Filner is 100%, absolutely correct, only that’s nearly the identical argument that proponents of a new football stadium have been making all along (at least this one has). It’s not just a Chargers stadium, and it never has been. It’s a new stadium for the SDSU Aztecs, and a new home for both of San Diego’s college bowl games. It’s a venue worthy of a Super Bowl or five, and potentially a site for NCAA basketball tournament regional finals and Final Fours. San Diego might then be able to lure a MLS soccer team to town (Chivas USA is a likely candidate). Who knows? Perhaps the powers that be could be convinced to break from the norm and bring the college football national championship game here? And now, it could also be an Olympic stadium.

So we’re on the same page here, except for one thing: The Chargers really can’t wait until 2024, or even 2020. Something must be done well before then if keeping the team in town is at all a priority—and with some folks it most certainly is not. That’s understood. But let’s just for the sake of argument assume that for the majority of San Diegans keeping the team in the city—or at least in the region—is a priority. If Filner is truly serious about both luring the Olympics and keeping the Chargers in San Diego, and I believe he is, then plans for a new stadium need to be solidified within the next couple of years. And the new Chargers stadium could be built with the assumption that the longshot Olympic bid will bear fruit. Even if it doesn’t, at least he’s accomplished half of his goals.

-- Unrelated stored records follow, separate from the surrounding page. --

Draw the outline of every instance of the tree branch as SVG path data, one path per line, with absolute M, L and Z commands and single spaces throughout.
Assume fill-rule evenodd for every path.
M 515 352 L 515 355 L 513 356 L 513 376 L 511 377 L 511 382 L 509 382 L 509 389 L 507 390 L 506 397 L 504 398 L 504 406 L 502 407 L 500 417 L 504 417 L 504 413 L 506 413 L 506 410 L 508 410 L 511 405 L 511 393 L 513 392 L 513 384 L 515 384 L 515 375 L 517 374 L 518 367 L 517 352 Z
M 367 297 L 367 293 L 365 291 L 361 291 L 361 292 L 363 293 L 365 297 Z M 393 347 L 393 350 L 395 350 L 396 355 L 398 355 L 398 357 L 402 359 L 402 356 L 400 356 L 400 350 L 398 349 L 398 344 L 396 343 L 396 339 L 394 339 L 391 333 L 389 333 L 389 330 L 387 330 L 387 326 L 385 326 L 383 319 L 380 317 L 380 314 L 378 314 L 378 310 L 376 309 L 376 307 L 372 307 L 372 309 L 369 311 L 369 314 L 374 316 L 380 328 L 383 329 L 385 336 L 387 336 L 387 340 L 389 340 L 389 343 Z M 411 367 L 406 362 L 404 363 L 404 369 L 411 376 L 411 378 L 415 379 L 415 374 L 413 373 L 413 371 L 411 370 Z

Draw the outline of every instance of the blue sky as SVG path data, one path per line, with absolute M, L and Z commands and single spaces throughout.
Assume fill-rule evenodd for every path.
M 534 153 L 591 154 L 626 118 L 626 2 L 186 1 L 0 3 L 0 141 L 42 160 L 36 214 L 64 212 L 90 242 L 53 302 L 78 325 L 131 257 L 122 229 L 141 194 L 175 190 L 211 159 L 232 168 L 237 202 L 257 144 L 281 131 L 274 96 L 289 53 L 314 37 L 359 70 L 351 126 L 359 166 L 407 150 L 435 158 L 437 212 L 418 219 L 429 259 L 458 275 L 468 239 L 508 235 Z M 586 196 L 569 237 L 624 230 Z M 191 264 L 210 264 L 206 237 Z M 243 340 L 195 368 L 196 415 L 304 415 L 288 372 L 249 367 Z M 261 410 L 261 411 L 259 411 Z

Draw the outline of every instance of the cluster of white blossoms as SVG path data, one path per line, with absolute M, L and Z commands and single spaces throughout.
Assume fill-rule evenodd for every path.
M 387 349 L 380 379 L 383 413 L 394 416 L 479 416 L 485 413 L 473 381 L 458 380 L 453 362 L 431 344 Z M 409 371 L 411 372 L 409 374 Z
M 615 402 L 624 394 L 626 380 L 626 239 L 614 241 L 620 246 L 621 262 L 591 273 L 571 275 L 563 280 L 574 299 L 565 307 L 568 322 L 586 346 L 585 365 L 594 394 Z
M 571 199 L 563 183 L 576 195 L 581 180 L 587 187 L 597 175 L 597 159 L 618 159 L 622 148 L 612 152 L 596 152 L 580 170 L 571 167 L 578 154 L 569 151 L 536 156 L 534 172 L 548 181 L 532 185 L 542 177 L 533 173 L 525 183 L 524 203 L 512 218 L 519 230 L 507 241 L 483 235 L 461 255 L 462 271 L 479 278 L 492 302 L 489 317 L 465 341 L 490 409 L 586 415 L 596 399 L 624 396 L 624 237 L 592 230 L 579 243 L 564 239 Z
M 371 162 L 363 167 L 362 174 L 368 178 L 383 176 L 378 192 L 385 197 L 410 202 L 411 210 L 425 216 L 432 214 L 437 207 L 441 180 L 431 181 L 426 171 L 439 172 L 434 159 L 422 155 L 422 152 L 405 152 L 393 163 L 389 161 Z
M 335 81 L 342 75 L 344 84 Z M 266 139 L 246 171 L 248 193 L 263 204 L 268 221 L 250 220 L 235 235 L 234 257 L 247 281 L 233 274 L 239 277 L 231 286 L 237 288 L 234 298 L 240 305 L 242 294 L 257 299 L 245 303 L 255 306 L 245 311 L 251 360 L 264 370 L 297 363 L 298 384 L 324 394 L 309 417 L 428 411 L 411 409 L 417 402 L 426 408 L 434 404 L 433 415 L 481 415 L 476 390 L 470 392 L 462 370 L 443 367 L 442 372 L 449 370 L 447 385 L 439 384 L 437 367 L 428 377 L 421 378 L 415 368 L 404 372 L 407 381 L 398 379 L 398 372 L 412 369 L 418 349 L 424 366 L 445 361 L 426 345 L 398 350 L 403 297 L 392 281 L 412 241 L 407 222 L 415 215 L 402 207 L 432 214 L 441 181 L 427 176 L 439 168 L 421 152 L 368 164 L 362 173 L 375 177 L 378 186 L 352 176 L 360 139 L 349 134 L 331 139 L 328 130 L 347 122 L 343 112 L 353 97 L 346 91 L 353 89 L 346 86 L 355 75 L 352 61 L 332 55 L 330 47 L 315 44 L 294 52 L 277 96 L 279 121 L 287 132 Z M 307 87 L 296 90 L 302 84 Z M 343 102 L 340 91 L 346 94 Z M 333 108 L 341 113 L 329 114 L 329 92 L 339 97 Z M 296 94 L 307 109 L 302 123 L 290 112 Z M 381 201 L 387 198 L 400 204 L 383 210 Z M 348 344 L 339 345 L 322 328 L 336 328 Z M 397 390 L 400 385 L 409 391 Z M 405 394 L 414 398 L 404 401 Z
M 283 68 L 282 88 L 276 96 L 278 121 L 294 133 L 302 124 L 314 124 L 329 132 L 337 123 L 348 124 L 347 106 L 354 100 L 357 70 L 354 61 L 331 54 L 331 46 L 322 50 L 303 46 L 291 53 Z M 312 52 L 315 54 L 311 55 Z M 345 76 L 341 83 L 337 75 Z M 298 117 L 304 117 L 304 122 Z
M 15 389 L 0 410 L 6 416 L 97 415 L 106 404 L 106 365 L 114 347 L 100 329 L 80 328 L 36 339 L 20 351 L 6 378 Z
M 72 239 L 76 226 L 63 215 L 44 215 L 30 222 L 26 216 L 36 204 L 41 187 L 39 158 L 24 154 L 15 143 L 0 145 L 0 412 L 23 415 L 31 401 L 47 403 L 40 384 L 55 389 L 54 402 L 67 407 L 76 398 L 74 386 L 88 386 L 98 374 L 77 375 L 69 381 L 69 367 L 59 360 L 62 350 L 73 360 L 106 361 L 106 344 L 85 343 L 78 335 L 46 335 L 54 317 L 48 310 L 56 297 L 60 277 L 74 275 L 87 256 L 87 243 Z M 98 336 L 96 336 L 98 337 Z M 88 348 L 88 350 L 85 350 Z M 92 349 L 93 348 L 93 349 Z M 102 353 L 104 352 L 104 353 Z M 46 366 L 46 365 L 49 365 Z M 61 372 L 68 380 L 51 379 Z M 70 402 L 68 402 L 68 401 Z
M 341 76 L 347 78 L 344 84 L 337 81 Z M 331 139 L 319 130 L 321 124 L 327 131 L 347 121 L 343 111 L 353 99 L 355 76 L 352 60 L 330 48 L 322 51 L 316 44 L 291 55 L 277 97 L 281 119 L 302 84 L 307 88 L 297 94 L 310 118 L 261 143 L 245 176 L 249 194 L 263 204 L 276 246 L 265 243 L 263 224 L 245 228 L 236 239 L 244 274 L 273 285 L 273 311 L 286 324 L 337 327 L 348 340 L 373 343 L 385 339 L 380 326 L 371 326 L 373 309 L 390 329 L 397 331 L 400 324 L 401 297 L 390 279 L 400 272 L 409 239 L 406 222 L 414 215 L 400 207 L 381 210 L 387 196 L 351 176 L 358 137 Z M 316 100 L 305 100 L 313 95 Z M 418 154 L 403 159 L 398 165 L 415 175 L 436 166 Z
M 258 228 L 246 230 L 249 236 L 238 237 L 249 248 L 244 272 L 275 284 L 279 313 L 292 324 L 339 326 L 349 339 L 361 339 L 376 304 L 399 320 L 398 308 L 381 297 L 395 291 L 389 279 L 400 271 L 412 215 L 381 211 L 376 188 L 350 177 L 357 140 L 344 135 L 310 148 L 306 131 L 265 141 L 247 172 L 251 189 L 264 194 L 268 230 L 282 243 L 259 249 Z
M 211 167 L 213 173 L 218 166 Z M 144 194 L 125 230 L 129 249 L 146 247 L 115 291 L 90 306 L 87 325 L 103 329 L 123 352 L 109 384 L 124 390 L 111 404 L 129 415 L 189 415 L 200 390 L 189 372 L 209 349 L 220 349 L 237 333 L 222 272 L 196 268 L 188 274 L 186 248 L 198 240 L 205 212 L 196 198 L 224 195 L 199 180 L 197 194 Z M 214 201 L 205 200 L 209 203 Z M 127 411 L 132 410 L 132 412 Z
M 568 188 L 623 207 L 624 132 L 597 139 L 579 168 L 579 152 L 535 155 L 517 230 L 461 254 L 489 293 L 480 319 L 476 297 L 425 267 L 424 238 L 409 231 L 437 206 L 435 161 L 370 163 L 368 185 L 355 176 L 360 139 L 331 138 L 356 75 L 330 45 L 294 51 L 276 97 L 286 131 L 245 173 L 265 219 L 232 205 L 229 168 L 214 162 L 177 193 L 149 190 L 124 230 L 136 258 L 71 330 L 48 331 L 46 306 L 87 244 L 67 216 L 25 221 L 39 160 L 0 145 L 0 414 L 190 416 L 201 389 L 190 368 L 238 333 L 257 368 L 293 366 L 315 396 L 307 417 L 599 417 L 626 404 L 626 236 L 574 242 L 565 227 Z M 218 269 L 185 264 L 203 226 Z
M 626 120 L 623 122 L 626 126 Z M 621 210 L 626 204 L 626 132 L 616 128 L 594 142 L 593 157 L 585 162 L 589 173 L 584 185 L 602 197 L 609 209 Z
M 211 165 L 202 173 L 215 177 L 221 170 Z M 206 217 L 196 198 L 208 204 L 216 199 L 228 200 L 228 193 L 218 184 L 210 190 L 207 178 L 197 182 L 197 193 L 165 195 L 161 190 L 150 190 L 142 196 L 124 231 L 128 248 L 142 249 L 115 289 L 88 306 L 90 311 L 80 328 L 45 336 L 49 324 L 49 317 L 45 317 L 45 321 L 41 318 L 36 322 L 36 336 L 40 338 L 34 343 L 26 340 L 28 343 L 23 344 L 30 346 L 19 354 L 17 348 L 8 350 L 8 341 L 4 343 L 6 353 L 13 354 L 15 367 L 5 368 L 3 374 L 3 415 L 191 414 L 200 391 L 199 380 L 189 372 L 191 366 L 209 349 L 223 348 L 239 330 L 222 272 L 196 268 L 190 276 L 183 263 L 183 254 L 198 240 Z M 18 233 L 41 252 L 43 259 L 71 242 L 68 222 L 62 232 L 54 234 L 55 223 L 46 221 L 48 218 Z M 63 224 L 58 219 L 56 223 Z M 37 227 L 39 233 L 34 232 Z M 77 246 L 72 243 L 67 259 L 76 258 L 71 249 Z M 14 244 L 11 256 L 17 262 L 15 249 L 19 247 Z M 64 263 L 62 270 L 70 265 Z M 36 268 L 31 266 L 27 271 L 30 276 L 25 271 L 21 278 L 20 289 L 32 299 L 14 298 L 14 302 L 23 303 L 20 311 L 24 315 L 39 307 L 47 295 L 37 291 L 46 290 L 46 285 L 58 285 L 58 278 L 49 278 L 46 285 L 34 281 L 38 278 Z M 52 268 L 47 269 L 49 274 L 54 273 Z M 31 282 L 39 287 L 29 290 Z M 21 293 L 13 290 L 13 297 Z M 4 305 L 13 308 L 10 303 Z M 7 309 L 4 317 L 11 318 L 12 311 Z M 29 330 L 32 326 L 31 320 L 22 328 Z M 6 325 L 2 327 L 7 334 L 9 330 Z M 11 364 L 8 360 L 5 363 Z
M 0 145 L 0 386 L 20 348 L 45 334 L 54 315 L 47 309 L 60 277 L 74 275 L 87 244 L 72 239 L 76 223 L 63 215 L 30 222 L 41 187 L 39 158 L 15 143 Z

And he should probably have a chat with the Chargers brass about it.

This part of the plan he has clearly not thought through very well. But with the rest of it he seems on his game. “The big problem with many Olympic sites is that not all cities had planned to use what they had built for after the Olympics. In one or two of those cities it’s just abandoned sites, whereas other cities have been very successful in using the venues and other infrastructure for things that really help the city. That’s how we’re gonna look at it,” Filner said.

For a little context, Filner explains that the Olympic Village, the home for the Olympic athletes for the duration of The Games, could be converted into affordable housing after The Games have left. Public transit would have to be seriously bolstered to accommodate The Games, which Filner says would be a “legacy afterward.” These are things that directly benefit the city in the long term.

To his credit, Filner acknowledged that the Olympic stadium plan should incorporate the Chargers, but he seemed to be operating under the assumption that the team would be reluctant to go along with the notion of having the stadium they play in be used as the Olympic centerpiece. That assumption, I believe, is completely baseless. It would take some clever design work to go from a football stadium with a modern, intimate feel to it to a track and field stadium—which have major inherent differences—and back to a football stadium. But it can be done.

“Until we are not a player in (the Olympic bid) process, I want to have them thinking in the context that it could be used for both,” he said.

Note to Bob Filner: All that would be necessary to make that a reality is to talk to them about it. It’s a near certainty that they will quickly jump on board. This would seem like the perfect opportunity to get the ball rolling.